Artefacts, 2013

The title refers to the idea of the image being a document of an item while its ghostliness  is a foretelling of the items future obsolescence, and the traditional uses of the word artefact: 1. as and object typically of cultural or historical interest and 2. something that is observed as the result of a scientific experiment.

Called Artefacts, these items are things I found around the studio space during an artist residency on Hrisey, a small island of the north coast of Iceland in 2013.

I photographed these items using my home made scanner camera – a “franken” device made from a modified scanner, custom software and, in this instance, a normal 35mm lens mounted on foam core board. This contraption can only scan in black and white, rendering these glass objects almost photogram like. Close up, the digital glitches (the grey lines where code is missing, pixelation and the shades of grey where R, G, B should be) prove to us these are digital images. The objects depicted have depth thanks to the scanners very shallow depth of field. The use of this camera is a continuing experiment one might file under the “mad sciences”.
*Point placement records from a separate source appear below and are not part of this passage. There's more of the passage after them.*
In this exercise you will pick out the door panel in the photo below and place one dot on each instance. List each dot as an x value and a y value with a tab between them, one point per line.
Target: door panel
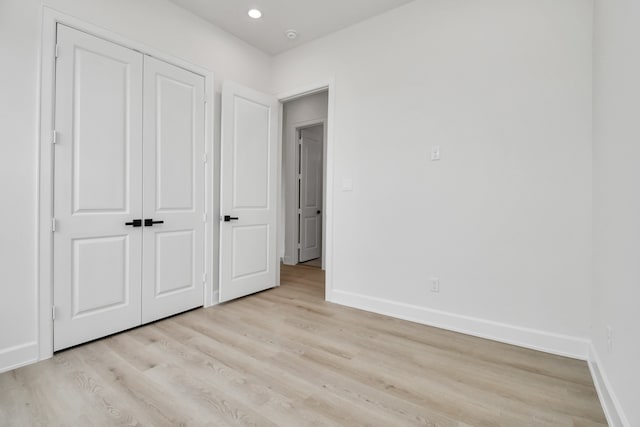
311	150
174	149
251	169
248	259
97	188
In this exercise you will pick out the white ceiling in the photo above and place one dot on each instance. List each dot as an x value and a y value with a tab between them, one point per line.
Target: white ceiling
311	18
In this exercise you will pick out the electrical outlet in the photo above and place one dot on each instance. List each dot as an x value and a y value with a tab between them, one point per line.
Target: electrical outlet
435	284
435	153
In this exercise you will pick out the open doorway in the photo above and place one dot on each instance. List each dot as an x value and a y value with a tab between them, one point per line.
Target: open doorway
310	194
304	180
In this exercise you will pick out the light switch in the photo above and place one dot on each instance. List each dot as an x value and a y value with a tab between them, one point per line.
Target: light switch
435	153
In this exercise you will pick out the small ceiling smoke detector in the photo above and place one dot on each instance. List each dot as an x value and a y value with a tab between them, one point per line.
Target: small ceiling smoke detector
255	14
291	34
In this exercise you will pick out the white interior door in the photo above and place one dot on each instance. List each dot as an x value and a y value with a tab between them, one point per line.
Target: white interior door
248	258
310	207
174	190
97	188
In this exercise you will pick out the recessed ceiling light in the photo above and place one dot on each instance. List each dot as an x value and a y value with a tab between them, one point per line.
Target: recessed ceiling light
255	13
291	34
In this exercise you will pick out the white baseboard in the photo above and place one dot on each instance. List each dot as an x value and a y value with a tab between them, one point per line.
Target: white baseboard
610	404
17	356
548	342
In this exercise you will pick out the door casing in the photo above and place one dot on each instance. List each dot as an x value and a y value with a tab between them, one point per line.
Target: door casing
50	19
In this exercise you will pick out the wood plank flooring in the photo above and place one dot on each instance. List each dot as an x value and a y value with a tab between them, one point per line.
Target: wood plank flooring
285	357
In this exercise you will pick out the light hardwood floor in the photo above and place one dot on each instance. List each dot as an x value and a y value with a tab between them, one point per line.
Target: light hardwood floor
285	357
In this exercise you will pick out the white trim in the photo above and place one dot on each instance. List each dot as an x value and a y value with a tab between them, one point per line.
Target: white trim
329	86
610	403
50	19
17	356
548	342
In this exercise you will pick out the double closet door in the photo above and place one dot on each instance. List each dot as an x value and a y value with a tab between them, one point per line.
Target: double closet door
129	189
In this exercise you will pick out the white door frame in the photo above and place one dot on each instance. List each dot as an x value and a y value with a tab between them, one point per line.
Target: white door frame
50	19
327	232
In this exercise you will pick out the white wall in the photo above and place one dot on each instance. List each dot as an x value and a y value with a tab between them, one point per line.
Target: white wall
617	205
504	219
299	112
156	23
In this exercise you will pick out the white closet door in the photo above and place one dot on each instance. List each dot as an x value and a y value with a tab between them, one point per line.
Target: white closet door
97	188
174	190
248	193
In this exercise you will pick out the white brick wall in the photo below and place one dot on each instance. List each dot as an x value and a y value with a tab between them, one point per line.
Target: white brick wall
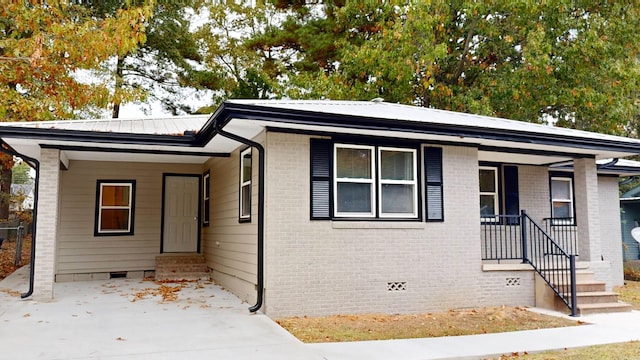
322	267
610	227
46	224
587	212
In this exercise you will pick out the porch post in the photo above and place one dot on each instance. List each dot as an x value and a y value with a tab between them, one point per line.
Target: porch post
47	224
587	209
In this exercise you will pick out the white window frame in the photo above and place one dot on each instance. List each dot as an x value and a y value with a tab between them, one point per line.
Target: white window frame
370	181
414	183
569	201
101	207
495	193
244	184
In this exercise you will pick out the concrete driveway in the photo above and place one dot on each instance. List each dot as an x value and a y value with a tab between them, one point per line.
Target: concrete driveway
128	319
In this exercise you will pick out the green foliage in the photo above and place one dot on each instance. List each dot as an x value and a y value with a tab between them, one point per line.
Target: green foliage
20	174
574	62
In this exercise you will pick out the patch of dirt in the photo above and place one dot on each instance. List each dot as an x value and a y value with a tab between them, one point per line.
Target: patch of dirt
8	253
450	323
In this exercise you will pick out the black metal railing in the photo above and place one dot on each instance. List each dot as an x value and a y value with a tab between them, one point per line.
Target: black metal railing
501	238
550	260
564	232
518	237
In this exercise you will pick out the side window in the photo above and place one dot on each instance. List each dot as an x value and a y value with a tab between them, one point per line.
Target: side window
489	207
245	185
353	182
206	197
562	206
499	194
114	207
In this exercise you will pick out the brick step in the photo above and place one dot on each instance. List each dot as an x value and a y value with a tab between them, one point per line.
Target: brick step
181	267
586	309
189	276
180	259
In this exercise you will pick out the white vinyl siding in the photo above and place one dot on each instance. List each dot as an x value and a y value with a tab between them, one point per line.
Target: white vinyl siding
78	250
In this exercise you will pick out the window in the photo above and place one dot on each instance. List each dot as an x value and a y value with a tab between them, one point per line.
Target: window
397	182
562	199
489	193
354	185
245	185
498	187
372	182
206	186
114	207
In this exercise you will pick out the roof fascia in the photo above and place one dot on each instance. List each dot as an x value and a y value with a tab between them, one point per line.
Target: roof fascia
132	151
96	137
228	111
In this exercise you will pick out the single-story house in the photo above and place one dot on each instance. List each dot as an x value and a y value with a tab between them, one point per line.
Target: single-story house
325	207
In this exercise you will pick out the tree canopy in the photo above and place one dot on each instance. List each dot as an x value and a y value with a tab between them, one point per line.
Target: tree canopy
572	62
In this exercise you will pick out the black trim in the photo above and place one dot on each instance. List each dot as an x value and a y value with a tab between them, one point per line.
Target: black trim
96	228
246	219
131	151
261	200
230	110
35	164
163	207
206	198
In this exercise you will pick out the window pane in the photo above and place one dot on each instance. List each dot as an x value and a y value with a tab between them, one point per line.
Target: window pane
487	180
246	200
561	209
353	163
560	189
487	205
114	195
397	199
354	197
114	219
246	167
396	165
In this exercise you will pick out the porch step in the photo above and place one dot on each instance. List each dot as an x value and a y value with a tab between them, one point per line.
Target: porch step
174	267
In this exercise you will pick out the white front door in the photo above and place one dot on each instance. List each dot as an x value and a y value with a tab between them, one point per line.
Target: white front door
180	230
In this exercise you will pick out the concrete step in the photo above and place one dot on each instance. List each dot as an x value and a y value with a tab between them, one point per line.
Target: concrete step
585	286
586	309
596	297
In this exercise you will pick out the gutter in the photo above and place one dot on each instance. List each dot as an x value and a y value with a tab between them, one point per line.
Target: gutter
4	147
260	253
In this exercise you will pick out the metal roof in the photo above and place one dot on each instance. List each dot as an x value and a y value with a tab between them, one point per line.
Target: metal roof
196	138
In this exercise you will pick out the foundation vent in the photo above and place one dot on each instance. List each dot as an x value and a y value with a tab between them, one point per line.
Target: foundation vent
511	282
397	286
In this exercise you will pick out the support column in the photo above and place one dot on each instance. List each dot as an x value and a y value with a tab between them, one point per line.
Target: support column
47	224
587	209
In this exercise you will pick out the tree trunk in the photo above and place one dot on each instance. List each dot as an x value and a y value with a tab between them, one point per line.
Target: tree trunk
119	84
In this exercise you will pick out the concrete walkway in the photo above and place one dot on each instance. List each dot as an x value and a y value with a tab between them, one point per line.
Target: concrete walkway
127	319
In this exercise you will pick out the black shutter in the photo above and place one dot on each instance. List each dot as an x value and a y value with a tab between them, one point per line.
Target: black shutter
511	193
320	179
433	187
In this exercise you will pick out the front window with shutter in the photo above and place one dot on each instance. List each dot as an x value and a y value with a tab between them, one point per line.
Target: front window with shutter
363	181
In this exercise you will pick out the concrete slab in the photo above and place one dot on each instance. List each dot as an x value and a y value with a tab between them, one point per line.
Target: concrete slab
127	319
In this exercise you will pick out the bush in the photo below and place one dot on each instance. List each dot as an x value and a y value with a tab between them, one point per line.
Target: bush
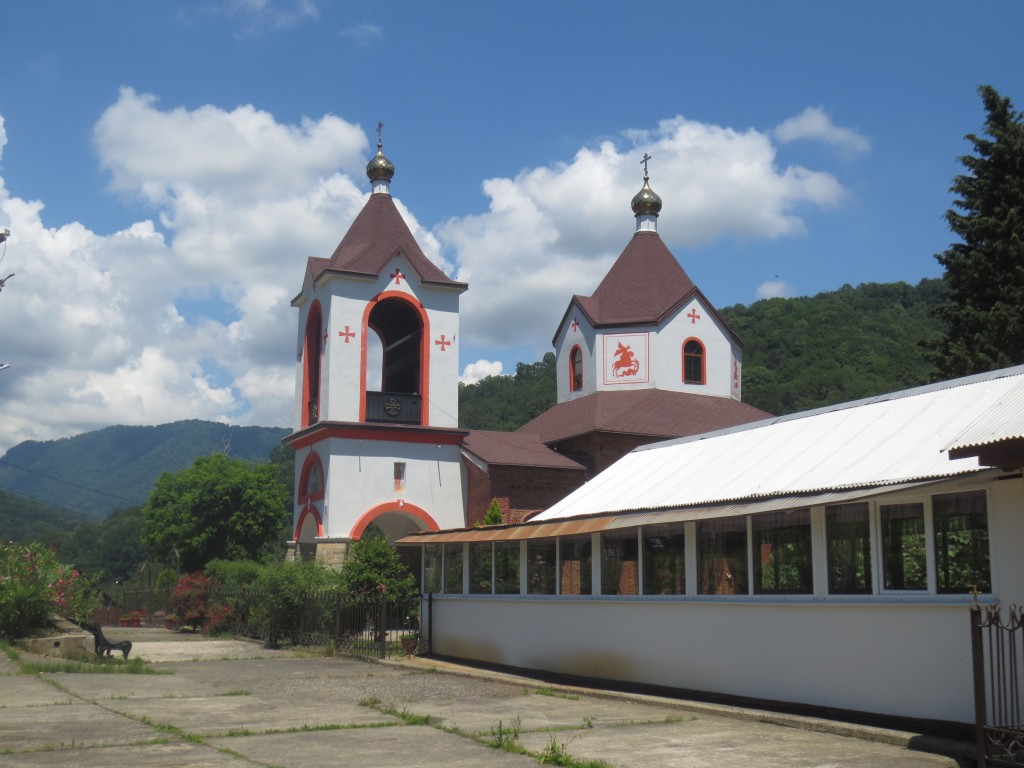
35	586
374	568
190	599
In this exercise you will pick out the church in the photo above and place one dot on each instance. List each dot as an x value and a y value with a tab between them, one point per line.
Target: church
644	358
657	530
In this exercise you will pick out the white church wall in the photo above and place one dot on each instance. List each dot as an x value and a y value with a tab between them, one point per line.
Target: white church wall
360	475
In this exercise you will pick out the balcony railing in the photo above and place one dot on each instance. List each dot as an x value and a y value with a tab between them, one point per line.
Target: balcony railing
393	408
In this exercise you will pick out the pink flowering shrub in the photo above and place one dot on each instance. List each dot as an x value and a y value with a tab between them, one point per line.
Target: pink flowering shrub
34	587
190	599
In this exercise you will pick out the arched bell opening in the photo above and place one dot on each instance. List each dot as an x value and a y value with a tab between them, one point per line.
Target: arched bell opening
399	327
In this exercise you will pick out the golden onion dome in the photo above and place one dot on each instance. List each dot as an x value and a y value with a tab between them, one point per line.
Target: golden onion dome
380	168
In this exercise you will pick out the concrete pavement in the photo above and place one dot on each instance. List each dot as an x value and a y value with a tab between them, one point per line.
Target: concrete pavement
230	704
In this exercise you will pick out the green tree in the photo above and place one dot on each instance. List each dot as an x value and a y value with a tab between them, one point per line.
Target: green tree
494	514
985	272
218	508
374	567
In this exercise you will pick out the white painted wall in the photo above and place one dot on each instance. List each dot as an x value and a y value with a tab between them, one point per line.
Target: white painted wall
664	353
910	659
360	476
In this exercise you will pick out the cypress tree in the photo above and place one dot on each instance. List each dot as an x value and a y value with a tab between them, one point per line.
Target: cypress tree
984	320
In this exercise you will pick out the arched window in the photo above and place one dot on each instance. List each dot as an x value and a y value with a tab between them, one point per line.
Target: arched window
693	361
311	352
576	369
311	479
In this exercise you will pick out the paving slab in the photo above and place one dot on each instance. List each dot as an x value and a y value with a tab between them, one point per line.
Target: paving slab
182	755
221	715
400	747
537	712
31	691
81	726
704	741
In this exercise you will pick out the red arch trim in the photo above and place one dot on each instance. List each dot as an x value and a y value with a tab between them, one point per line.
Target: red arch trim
408	509
309	510
311	461
704	360
311	351
424	352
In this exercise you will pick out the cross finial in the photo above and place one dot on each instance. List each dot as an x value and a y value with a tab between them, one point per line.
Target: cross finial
646	157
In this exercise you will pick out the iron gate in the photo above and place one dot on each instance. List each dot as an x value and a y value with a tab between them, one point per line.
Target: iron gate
997	654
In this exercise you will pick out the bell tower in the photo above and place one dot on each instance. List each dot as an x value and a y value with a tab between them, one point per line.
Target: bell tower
377	386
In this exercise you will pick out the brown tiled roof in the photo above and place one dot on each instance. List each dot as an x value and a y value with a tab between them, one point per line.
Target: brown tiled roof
375	237
643	286
515	449
647	412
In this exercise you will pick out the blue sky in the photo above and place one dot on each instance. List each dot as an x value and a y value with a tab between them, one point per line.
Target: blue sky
166	169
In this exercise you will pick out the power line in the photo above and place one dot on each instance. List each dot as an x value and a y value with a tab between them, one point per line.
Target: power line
68	482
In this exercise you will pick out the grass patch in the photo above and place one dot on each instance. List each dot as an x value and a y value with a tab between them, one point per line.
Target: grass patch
102	666
549	691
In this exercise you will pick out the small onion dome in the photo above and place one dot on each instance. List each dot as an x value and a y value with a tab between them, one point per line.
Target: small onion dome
380	168
646	201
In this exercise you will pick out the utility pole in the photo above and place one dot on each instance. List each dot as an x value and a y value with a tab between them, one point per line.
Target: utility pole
4	233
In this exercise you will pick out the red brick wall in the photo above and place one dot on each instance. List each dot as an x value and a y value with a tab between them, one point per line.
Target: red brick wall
519	491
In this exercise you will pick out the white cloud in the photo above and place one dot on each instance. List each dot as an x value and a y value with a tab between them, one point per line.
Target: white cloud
240	201
814	124
774	289
480	370
554	231
259	16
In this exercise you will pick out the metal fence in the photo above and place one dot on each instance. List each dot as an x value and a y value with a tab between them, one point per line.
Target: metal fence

These glass bowls seem to have a glow as if they are almost a figment of my imagination. I have been interested in the idea of the camera seeing beyond what the human eye is capable of seeing for a long time and it is one of the main reasons why I choose to work with my scanner cameras. They enable me to capture movements in time that are not visible to the naked eye. In this series, the scanner is again seemingly recording the aura or ghost of the items placed in front of it almost reminiscent of a photogram which records the shadow of an object.